U.S. chip stocks dropped Monday following reports that the Trump administration is planning stricter controls on China’s tech sector. The proposed rule would expand current sanctions to include subsidiaries of blacklisted companies, closing a loophole that has allowed Chinese firms to bypass restrictions by creating new corporate entities.
According to Bloomberg, the rule would require U.S. government licenses for transactions involving any firm that is at least 50% owned by a company already on the U.S. Entity List, Military End-User list, or the Specially Designated Nationals list. The regulation, still under discussion, could be introduced as early as June and may pave the way for further sanctions against Chinese tech giants.
The move comes amid rising U.S.-China tensions, especially in the semiconductor sector. On Friday, President Donald Trump accused Beijing of undermining recent Geneva trade negotiations. In response, China expressed frustration over U.S. chip export controls, while the U.S. criticized China’s restrictions on critical minerals.

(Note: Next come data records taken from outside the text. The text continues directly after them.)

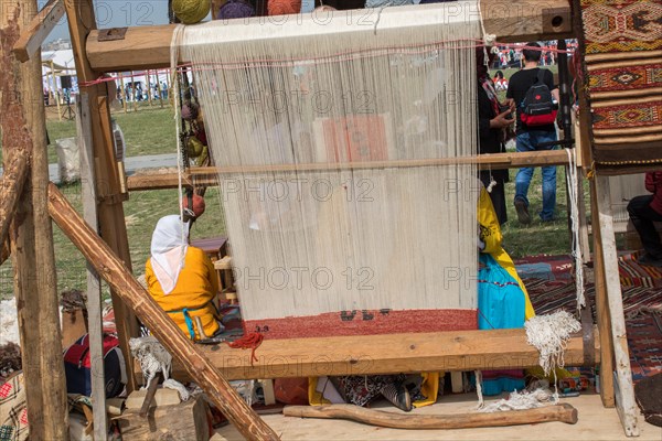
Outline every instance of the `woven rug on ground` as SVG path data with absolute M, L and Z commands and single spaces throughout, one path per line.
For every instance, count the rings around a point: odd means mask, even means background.
M 662 0 L 575 0 L 598 169 L 662 163 Z
M 576 289 L 573 282 L 525 279 L 531 303 L 536 314 L 548 314 L 559 309 L 574 312 Z M 650 309 L 662 308 L 662 288 L 621 287 L 626 331 L 630 347 L 632 378 L 641 378 L 662 372 L 662 316 Z M 586 295 L 596 320 L 595 287 L 586 287 Z
M 662 268 L 640 265 L 640 252 L 623 254 L 618 258 L 622 287 L 662 287 Z

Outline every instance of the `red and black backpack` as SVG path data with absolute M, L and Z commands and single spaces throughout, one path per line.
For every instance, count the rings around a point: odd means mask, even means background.
M 544 80 L 545 71 L 538 69 L 533 86 L 520 104 L 520 119 L 526 126 L 547 126 L 554 123 L 558 105 L 554 103 L 552 90 Z

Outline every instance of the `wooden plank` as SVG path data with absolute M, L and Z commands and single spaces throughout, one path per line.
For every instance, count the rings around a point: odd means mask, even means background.
M 250 165 L 250 166 L 199 166 L 190 169 L 182 175 L 182 184 L 193 187 L 195 185 L 215 186 L 218 184 L 217 175 L 233 173 L 263 173 L 263 172 L 291 172 L 291 171 L 329 171 L 329 170 L 359 170 L 359 169 L 388 169 L 412 166 L 439 166 L 448 164 L 477 163 L 492 170 L 515 169 L 521 166 L 565 165 L 568 155 L 563 150 L 547 150 L 517 153 L 482 154 L 470 158 L 440 158 L 426 160 L 397 160 L 397 161 L 370 161 L 370 162 L 318 162 L 307 164 L 280 165 Z M 146 173 L 134 174 L 127 179 L 129 191 L 177 189 L 178 174 Z
M 111 248 L 85 223 L 54 184 L 49 185 L 49 213 L 118 297 L 131 308 L 173 359 L 186 366 L 189 375 L 207 394 L 229 421 L 250 440 L 278 440 L 232 388 L 195 344 L 134 278 Z M 62 364 L 62 362 L 61 362 Z
M 617 409 L 621 423 L 628 437 L 639 437 L 637 416 L 639 408 L 634 402 L 634 388 L 632 386 L 632 370 L 630 369 L 630 353 L 628 351 L 628 335 L 626 332 L 626 318 L 618 272 L 618 256 L 616 252 L 616 237 L 611 218 L 611 198 L 609 196 L 609 179 L 596 175 L 596 204 L 599 213 L 600 238 L 602 243 L 602 259 L 605 263 L 605 281 L 607 301 L 611 318 L 611 336 L 613 338 L 613 357 L 616 361 L 616 375 L 618 391 L 616 394 Z M 606 373 L 607 375 L 607 373 Z
M 96 211 L 96 189 L 94 153 L 92 148 L 92 118 L 89 97 L 82 92 L 76 101 L 76 131 L 81 152 L 81 193 L 83 217 L 92 229 L 98 233 Z M 94 267 L 87 263 L 87 332 L 89 334 L 89 356 L 92 361 L 92 409 L 94 415 L 94 437 L 106 439 L 108 419 L 106 413 L 106 379 L 104 375 L 104 323 L 102 316 L 102 283 Z
M 0 123 L 3 159 L 10 160 L 19 149 L 31 158 L 30 181 L 9 233 L 30 439 L 64 440 L 68 439 L 68 409 L 46 201 L 49 160 L 41 54 L 21 64 L 11 51 L 21 23 L 29 23 L 36 12 L 35 0 L 4 3 L 0 10 Z
M 100 74 L 94 72 L 87 61 L 85 43 L 88 33 L 96 28 L 96 19 L 92 0 L 66 1 L 65 9 L 72 42 L 72 50 L 76 62 L 76 75 L 81 92 L 86 92 L 89 99 L 89 116 L 92 127 L 92 146 L 94 149 L 95 187 L 97 196 L 97 213 L 102 237 L 117 252 L 124 262 L 131 268 L 131 255 L 127 238 L 122 201 L 121 184 L 115 157 L 115 144 L 110 125 L 110 110 L 108 108 L 106 84 L 86 85 L 94 82 Z M 135 315 L 127 310 L 117 293 L 110 291 L 115 321 L 119 337 L 119 346 L 125 354 L 130 354 L 129 338 L 138 336 L 138 322 Z M 132 359 L 127 358 L 129 372 L 132 373 Z M 129 375 L 127 388 L 129 392 L 136 388 L 136 380 Z
M 127 410 L 115 420 L 127 440 L 206 441 L 210 439 L 206 412 L 206 404 L 199 396 L 179 405 L 152 407 L 147 418 L 136 410 Z
M 460 3 L 446 6 L 453 17 L 466 17 L 467 20 L 477 17 L 478 10 L 463 7 Z M 573 35 L 570 4 L 567 0 L 481 0 L 480 8 L 485 32 L 496 35 L 500 42 L 558 40 Z M 365 11 L 335 13 L 354 17 L 354 23 L 361 17 L 370 20 Z M 260 23 L 264 24 L 264 21 L 256 18 L 255 24 Z M 87 37 L 87 57 L 92 68 L 98 72 L 170 67 L 173 31 L 173 24 L 135 26 L 127 29 L 124 40 L 99 42 L 99 31 L 93 30 Z
M 194 189 L 197 185 L 216 186 L 218 185 L 218 175 L 215 173 L 195 174 L 185 172 L 182 175 L 182 185 Z M 171 173 L 137 173 L 127 178 L 127 190 L 129 192 L 145 190 L 166 190 L 177 189 L 179 185 L 177 172 Z
M 595 330 L 597 332 L 597 330 Z M 391 335 L 265 340 L 255 351 L 200 345 L 199 351 L 227 379 L 319 377 L 538 366 L 538 353 L 524 330 L 461 331 Z M 594 348 L 599 363 L 599 338 Z M 581 336 L 565 353 L 567 366 L 584 364 Z M 172 375 L 189 380 L 186 366 L 173 363 Z
M 21 37 L 14 44 L 14 55 L 21 63 L 25 63 L 41 47 L 51 34 L 53 28 L 64 15 L 64 0 L 50 0 L 21 32 Z

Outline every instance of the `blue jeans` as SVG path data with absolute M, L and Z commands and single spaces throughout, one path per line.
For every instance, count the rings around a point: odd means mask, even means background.
M 556 141 L 555 131 L 530 130 L 517 135 L 517 151 L 553 150 L 556 146 L 537 147 L 538 143 Z M 543 211 L 541 219 L 552 220 L 556 208 L 556 166 L 543 166 Z M 520 169 L 515 178 L 515 201 L 524 201 L 528 206 L 528 185 L 534 168 Z

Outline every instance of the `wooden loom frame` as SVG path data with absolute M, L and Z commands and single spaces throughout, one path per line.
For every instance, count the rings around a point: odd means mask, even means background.
M 61 1 L 63 0 L 53 0 L 49 6 L 53 9 Z M 64 4 L 81 83 L 92 82 L 102 73 L 109 71 L 169 66 L 172 25 L 130 28 L 122 39 L 99 41 L 100 34 L 108 36 L 107 34 L 113 34 L 113 32 L 96 30 L 93 0 L 66 0 Z M 573 36 L 572 11 L 567 1 L 482 0 L 481 10 L 487 32 L 496 34 L 498 40 L 502 42 Z M 30 39 L 28 41 L 32 42 Z M 34 46 L 33 42 L 30 44 L 31 47 Z M 23 52 L 28 53 L 28 51 Z M 19 49 L 17 53 L 21 53 L 21 50 Z M 95 205 L 98 211 L 100 233 L 108 243 L 109 249 L 130 266 L 122 208 L 122 202 L 128 194 L 122 192 L 118 165 L 114 157 L 107 89 L 104 84 L 81 89 L 82 96 L 85 96 L 84 99 L 88 103 L 89 121 L 83 129 L 84 132 L 87 131 L 92 144 L 94 161 L 89 163 L 95 164 L 93 166 L 96 190 L 94 197 L 96 198 Z M 584 122 L 586 121 L 584 119 Z M 586 131 L 581 131 L 581 135 L 586 136 Z M 585 143 L 585 146 L 587 144 Z M 3 146 L 3 149 L 6 148 Z M 502 166 L 567 164 L 565 152 L 503 154 L 480 159 L 480 161 Z M 191 179 L 195 178 L 196 183 L 200 183 L 201 180 L 212 183 L 215 181 L 213 178 L 215 172 L 216 170 L 192 171 Z M 201 175 L 195 176 L 195 174 Z M 135 191 L 172 187 L 174 181 L 172 178 L 172 175 L 135 176 L 129 179 L 128 189 Z M 581 337 L 573 337 L 566 351 L 566 362 L 568 365 L 583 365 L 592 358 L 594 363 L 600 363 L 602 402 L 606 407 L 618 405 L 626 433 L 637 435 L 637 419 L 632 409 L 632 383 L 629 377 L 630 373 L 626 372 L 621 363 L 628 361 L 629 367 L 616 246 L 609 213 L 609 189 L 606 178 L 597 176 L 591 181 L 591 194 L 594 226 L 597 226 L 597 228 L 594 227 L 594 245 L 599 338 L 596 338 L 595 347 L 585 347 Z M 65 220 L 74 222 L 71 217 Z M 76 224 L 73 223 L 70 228 L 63 229 L 71 237 L 71 230 L 76 229 Z M 107 279 L 117 278 L 117 271 L 121 277 L 130 276 L 130 267 L 111 271 L 108 269 L 109 267 L 103 265 L 102 262 L 102 269 L 106 268 L 108 271 L 107 273 L 102 271 L 102 276 Z M 19 272 L 29 272 L 30 270 L 25 267 L 17 268 Z M 121 286 L 113 284 L 113 287 L 115 288 L 113 302 L 121 347 L 125 353 L 128 353 L 128 337 L 137 335 L 136 320 L 134 312 L 121 301 L 124 295 L 117 292 Z M 131 288 L 135 287 L 131 286 Z M 147 295 L 145 291 L 134 293 L 139 297 Z M 39 308 L 39 305 L 32 308 Z M 159 314 L 157 313 L 157 315 Z M 169 320 L 164 313 L 160 315 L 162 316 L 158 316 L 159 320 Z M 25 329 L 23 332 L 30 333 L 31 330 Z M 173 342 L 163 341 L 162 343 L 175 355 L 179 353 L 171 347 Z M 193 345 L 189 342 L 184 346 Z M 523 330 L 266 341 L 257 352 L 258 362 L 255 365 L 250 363 L 249 354 L 226 347 L 221 347 L 218 351 L 194 348 L 193 352 L 203 354 L 228 379 L 350 373 L 457 372 L 476 368 L 537 366 L 537 352 L 526 344 Z M 615 356 L 619 367 L 617 372 L 619 387 L 616 391 L 615 378 L 611 375 Z M 184 361 L 189 362 L 190 359 L 184 358 Z M 128 364 L 129 369 L 135 370 L 132 361 L 128 359 Z M 195 372 L 195 368 L 199 367 L 201 365 L 196 364 L 193 366 L 193 370 L 186 369 L 188 375 L 195 378 L 205 376 L 207 372 L 204 369 L 202 373 Z M 182 363 L 177 363 L 174 374 L 178 376 L 180 373 L 182 373 Z M 136 385 L 136 377 L 131 376 L 128 386 L 132 389 Z M 30 384 L 28 387 L 30 388 Z M 213 385 L 210 387 L 211 390 L 207 391 L 216 392 L 218 390 Z M 49 394 L 47 390 L 43 392 Z M 65 410 L 63 409 L 63 411 Z M 239 424 L 245 421 L 250 422 L 250 418 L 246 420 L 232 418 L 232 420 Z M 51 423 L 54 422 L 51 421 Z M 244 432 L 244 434 L 256 435 L 250 431 Z M 261 434 L 265 435 L 265 432 Z

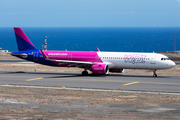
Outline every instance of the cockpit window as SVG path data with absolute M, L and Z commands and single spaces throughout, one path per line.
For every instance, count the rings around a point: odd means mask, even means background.
M 170 60 L 169 58 L 161 58 L 161 60 Z

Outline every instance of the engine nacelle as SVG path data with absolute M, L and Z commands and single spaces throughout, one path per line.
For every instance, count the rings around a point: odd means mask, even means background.
M 100 75 L 106 75 L 109 72 L 108 65 L 106 64 L 98 64 L 98 65 L 92 65 L 92 73 L 93 74 L 100 74 Z
M 124 72 L 124 69 L 109 69 L 109 72 L 122 73 Z

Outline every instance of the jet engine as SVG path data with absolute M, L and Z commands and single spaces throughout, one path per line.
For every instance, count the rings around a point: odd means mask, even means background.
M 124 69 L 109 69 L 109 72 L 122 73 L 124 72 Z
M 109 72 L 108 65 L 106 64 L 92 65 L 91 70 L 93 74 L 99 74 L 99 75 L 106 75 Z

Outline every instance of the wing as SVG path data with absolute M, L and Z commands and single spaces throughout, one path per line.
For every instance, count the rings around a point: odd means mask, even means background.
M 71 64 L 84 64 L 84 65 L 97 65 L 97 64 L 102 64 L 102 63 L 94 63 L 94 62 L 83 62 L 83 61 L 72 61 L 72 60 L 56 60 L 56 59 L 49 59 L 48 56 L 40 49 L 42 55 L 46 60 L 49 61 L 56 61 L 60 63 L 71 63 Z

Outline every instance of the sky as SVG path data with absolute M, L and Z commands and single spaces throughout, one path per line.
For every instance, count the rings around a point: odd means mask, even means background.
M 0 0 L 0 27 L 180 27 L 180 0 Z

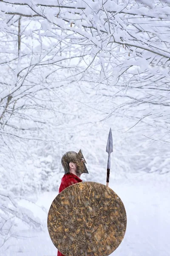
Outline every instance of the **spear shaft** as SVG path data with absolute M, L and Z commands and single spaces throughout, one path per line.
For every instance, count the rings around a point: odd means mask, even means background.
M 108 165 L 107 166 L 106 186 L 109 186 L 110 170 L 110 154 L 113 151 L 113 139 L 111 128 L 110 129 L 107 143 L 106 151 L 108 153 Z

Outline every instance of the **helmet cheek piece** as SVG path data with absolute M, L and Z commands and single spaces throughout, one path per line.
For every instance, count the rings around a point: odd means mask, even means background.
M 65 174 L 69 172 L 69 164 L 71 162 L 76 165 L 76 172 L 77 172 L 81 174 L 88 173 L 85 165 L 85 163 L 87 163 L 81 149 L 79 150 L 78 153 L 74 151 L 68 151 L 62 156 L 61 159 L 61 163 L 64 168 Z

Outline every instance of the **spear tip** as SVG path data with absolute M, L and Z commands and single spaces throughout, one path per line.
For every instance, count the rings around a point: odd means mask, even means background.
M 108 136 L 108 143 L 107 143 L 106 151 L 108 154 L 110 153 L 113 151 L 113 138 L 111 127 L 110 129 L 109 133 Z

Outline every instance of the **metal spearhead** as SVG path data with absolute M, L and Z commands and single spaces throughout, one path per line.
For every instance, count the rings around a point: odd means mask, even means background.
M 113 139 L 111 128 L 110 129 L 108 136 L 108 143 L 107 143 L 106 151 L 108 154 L 108 165 L 107 167 L 107 179 L 106 186 L 108 186 L 109 182 L 110 170 L 110 154 L 113 151 Z

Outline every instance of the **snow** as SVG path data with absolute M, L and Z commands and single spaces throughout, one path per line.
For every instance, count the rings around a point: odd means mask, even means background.
M 124 239 L 111 255 L 170 255 L 170 180 L 169 175 L 145 173 L 110 180 L 109 186 L 124 203 L 128 220 Z M 57 249 L 48 233 L 47 218 L 50 205 L 57 194 L 57 191 L 40 194 L 36 205 L 25 200 L 20 202 L 23 207 L 32 211 L 35 217 L 41 218 L 43 230 L 38 232 L 22 230 L 20 227 L 20 230 L 15 232 L 19 237 L 7 242 L 6 247 L 10 247 L 1 255 L 57 255 Z

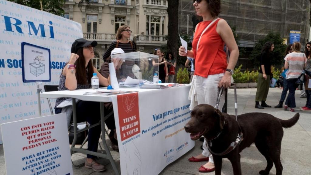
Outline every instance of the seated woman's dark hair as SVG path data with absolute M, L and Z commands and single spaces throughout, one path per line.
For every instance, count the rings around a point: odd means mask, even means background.
M 170 54 L 172 55 L 172 57 L 171 57 L 171 59 L 173 60 L 174 59 L 174 55 L 173 54 L 173 53 L 170 51 L 169 51 L 167 52 L 167 54 L 166 54 L 166 56 L 165 56 L 165 59 L 167 60 L 169 60 L 169 55 Z
M 76 67 L 76 77 L 77 83 L 79 84 L 86 84 L 91 83 L 91 78 L 93 76 L 93 65 L 91 60 L 89 62 L 86 67 L 85 67 L 85 59 L 83 55 L 83 48 L 79 49 L 77 54 L 79 55 L 79 58 L 75 63 L 77 65 Z M 85 73 L 87 70 L 87 77 Z

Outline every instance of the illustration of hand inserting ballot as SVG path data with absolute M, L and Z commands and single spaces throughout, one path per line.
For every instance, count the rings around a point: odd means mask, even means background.
M 36 77 L 38 77 L 44 73 L 45 65 L 41 62 L 45 61 L 44 57 L 37 56 L 34 59 L 34 63 L 29 64 L 30 73 Z

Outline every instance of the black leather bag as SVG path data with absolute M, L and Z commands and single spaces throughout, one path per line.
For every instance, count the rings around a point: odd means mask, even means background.
M 70 125 L 70 127 L 68 130 L 68 136 L 69 137 L 69 143 L 70 144 L 72 144 L 72 141 L 73 140 L 73 137 L 74 136 L 74 134 L 73 132 L 73 124 L 72 124 Z M 87 135 L 89 132 L 88 130 L 86 130 L 83 132 L 78 134 L 78 138 L 77 139 L 77 142 L 76 144 L 81 144 L 83 143 L 86 136 Z
M 298 79 L 295 83 L 297 84 L 302 84 L 304 82 L 304 76 L 306 74 L 304 70 L 302 71 L 300 76 L 298 78 Z

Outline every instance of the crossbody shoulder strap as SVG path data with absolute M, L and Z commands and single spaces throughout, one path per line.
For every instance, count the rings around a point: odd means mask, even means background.
M 210 23 L 210 24 L 209 24 L 208 26 L 207 26 L 207 27 L 206 28 L 205 28 L 205 29 L 204 29 L 204 30 L 202 32 L 202 33 L 201 34 L 201 35 L 200 36 L 200 38 L 199 38 L 199 41 L 198 41 L 197 42 L 197 49 L 199 48 L 199 43 L 200 43 L 200 40 L 201 40 L 201 37 L 202 37 L 202 35 L 203 35 L 203 34 L 205 32 L 205 31 L 206 31 L 208 29 L 208 28 L 209 28 L 212 25 L 212 24 L 214 24 L 214 22 L 215 22 L 219 19 L 219 18 L 217 18 L 216 19 L 214 19 L 214 21 L 212 21 Z

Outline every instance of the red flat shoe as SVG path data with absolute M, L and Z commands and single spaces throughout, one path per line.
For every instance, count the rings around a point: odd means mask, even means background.
M 199 168 L 199 172 L 200 173 L 209 173 L 215 171 L 215 167 L 212 168 L 207 168 L 203 166 L 203 165 L 201 165 L 201 167 Z
M 188 159 L 188 160 L 191 162 L 203 162 L 205 161 L 207 162 L 208 161 L 208 158 L 197 158 L 193 156 Z

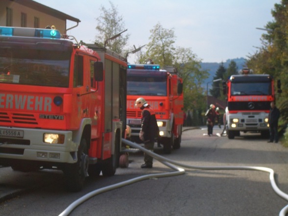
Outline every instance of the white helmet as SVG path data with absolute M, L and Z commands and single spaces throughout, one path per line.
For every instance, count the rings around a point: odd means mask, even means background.
M 145 100 L 145 99 L 143 97 L 138 97 L 135 101 L 135 106 L 137 106 L 137 104 L 141 104 L 141 106 L 143 106 L 146 103 L 147 103 L 147 102 Z

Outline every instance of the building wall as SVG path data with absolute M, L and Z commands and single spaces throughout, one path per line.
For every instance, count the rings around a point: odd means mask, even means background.
M 34 17 L 39 19 L 39 28 L 45 28 L 47 25 L 54 25 L 61 33 L 66 29 L 66 20 L 61 20 L 44 13 L 30 8 L 9 0 L 0 0 L 0 26 L 5 26 L 6 24 L 6 8 L 12 9 L 12 26 L 21 27 L 21 13 L 26 14 L 27 22 L 25 27 L 34 27 Z

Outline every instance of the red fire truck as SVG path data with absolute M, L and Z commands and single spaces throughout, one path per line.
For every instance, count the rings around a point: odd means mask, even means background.
M 274 80 L 270 75 L 252 72 L 244 68 L 223 82 L 227 100 L 224 122 L 229 139 L 240 136 L 240 131 L 259 132 L 263 137 L 269 135 L 270 103 L 275 99 Z M 280 82 L 278 86 L 281 88 Z
M 164 152 L 180 147 L 183 124 L 182 79 L 172 67 L 160 70 L 159 65 L 128 64 L 127 74 L 127 124 L 131 127 L 131 139 L 141 143 L 141 110 L 135 101 L 143 97 L 156 113 Z
M 113 175 L 119 165 L 127 64 L 62 37 L 0 27 L 0 165 L 61 169 L 78 191 L 88 175 Z

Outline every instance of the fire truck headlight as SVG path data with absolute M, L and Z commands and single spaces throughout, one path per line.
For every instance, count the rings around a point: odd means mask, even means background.
M 166 122 L 165 121 L 157 121 L 157 125 L 158 127 L 165 127 L 166 126 Z
M 45 133 L 43 135 L 43 142 L 46 143 L 63 144 L 65 138 L 65 135 L 63 134 Z

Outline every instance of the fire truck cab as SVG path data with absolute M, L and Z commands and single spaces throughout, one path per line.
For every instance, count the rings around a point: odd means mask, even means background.
M 126 128 L 127 64 L 56 29 L 0 27 L 0 165 L 59 169 L 68 190 L 112 175 Z
M 229 139 L 240 132 L 259 132 L 269 134 L 268 116 L 270 103 L 275 100 L 274 80 L 268 74 L 253 74 L 243 69 L 223 83 L 227 106 L 224 116 Z
M 182 79 L 174 69 L 160 70 L 159 65 L 128 64 L 127 86 L 127 123 L 132 130 L 131 139 L 141 143 L 139 132 L 142 111 L 135 101 L 144 97 L 156 113 L 160 129 L 158 142 L 164 152 L 180 147 L 183 124 Z

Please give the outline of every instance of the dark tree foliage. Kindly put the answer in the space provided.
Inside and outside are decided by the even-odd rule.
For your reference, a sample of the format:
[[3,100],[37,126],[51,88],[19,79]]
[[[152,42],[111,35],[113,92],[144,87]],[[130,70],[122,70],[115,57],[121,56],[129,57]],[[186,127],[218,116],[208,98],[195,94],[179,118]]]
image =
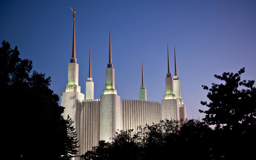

Markets reacted swiftly. Nvidia (NASDAQ: NVDA) fell 1%, Marvell Technology (NASDAQ: MRVL) dropped 1.9%, and Broadcom (NASDAQ: AVGO) declined 0.9%. Taiwan Semiconductor Manufacturing Co. (TSMC) slipped 0.9%, and the iShares Semiconductor ETF (NASDAQ: SOXX) was down nearly 1% in premarket trading. Chinese chipmakers were also hit, with SMIC down 1.1% and Hua Hong Semiconductor losing nearly 3% in Hong Kong.
This policy shift underscores Washington’s intent to curb China’s tech rise by targeting not only parent companies but also their global subsidiaries. U.S. officials have described the regulatory gap as a game of “whack-a-mole,” emphasizing the need for tighter enforcement to prevent circumvention of existing sanctions.